Distance considerations are one thing; financial considerations are another. With the Turner case working its way slowly through the courts -- and possible fixes debated in the legislature -- the issue of city students attending any county school, not just those that are still in the deseg program, may be more pressing than ever before.
St. Louis County residents, whether they are school officials or regular taxpayers, have often questioned whether the program is beneficial for the suburban districts. From a purely financial point of view, says Senti, the deal is a good one.
"It makes economic sense for a school district to take kids," he said, noting the $7,000 payment that comes along with each student. "It also makes social sense to have a good choice program. We thought when we had the settlement agreement if we could get six districts to stay for three years, it would be an amazing thing. Every district stayed in except Ladue, which dropped out immediately.
"It's a combination of people feeling like integration is a good thing, the good will of it, and it making economic sense because it's like an empty seat on an airplane. Mehlville, which is about as far south as you can get, was going to get out of the program, but then they figured out, if we don't keep the program, we're going to have to do a tax increase. So they figured, hmmm, maybe we won't drop out of the program after all."
Glaser, whose background in education was on the financial side before he became head of the deseg program, sees the points that both sides make.
"Just because you put 10 VICC students in a district," he said, "it's not going to really affect any of its costs. As long as you are covering the marginal cost of educating those children, you're not harming that local district.

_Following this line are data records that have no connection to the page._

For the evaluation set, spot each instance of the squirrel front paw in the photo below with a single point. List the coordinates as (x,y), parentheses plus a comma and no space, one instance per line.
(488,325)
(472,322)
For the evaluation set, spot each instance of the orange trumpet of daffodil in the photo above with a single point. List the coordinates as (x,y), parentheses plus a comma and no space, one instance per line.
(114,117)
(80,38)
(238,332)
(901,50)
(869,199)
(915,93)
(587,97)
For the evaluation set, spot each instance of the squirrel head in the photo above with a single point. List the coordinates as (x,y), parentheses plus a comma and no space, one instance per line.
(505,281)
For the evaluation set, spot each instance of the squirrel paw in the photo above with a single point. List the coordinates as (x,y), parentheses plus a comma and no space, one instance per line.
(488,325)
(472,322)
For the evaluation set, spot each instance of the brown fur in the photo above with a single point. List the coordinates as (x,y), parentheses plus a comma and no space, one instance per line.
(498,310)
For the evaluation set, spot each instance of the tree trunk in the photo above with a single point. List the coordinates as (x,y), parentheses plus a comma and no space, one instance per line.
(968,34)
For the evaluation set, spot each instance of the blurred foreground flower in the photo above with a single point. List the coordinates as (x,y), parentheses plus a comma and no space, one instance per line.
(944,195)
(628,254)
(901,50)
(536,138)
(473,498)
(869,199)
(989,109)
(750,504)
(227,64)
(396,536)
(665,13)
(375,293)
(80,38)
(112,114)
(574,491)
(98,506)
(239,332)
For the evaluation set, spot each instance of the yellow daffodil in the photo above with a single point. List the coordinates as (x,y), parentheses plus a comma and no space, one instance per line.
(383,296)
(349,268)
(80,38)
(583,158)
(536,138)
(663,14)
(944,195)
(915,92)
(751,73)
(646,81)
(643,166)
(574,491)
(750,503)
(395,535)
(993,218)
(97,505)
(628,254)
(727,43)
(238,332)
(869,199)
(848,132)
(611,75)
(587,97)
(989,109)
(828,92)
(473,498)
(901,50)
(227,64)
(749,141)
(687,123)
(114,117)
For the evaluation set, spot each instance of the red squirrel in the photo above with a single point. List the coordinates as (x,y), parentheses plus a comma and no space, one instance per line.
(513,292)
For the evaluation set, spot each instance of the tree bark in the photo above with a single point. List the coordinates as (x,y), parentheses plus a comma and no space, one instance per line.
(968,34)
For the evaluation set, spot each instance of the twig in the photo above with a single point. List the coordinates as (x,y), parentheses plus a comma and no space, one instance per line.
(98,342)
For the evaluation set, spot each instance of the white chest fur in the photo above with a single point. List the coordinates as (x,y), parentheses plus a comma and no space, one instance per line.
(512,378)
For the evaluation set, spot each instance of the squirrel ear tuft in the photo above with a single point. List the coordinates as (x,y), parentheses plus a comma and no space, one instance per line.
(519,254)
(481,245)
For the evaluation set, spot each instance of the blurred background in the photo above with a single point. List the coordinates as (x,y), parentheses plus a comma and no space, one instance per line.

"I understand where board members are coming from. They are locally elected, and they have to be responsible to the people who voted for them, so they will always have a bias toward their local community, and rightfully so. Some boards are completely supportive and see the benefits of having a more diverse student body, but you're never going to have 100 percent support."
In the end, he added, the program has to be run so that it's best for three separate groups of students: those going from the city to the county, those who attend county districts already and students who remain in city schools.
"All of them are impacted by the program," he said. "If things are not done in an orderly, organized way, you run the risk of adversely affecting all three of them. That's not what you want. You want to positively affect all three."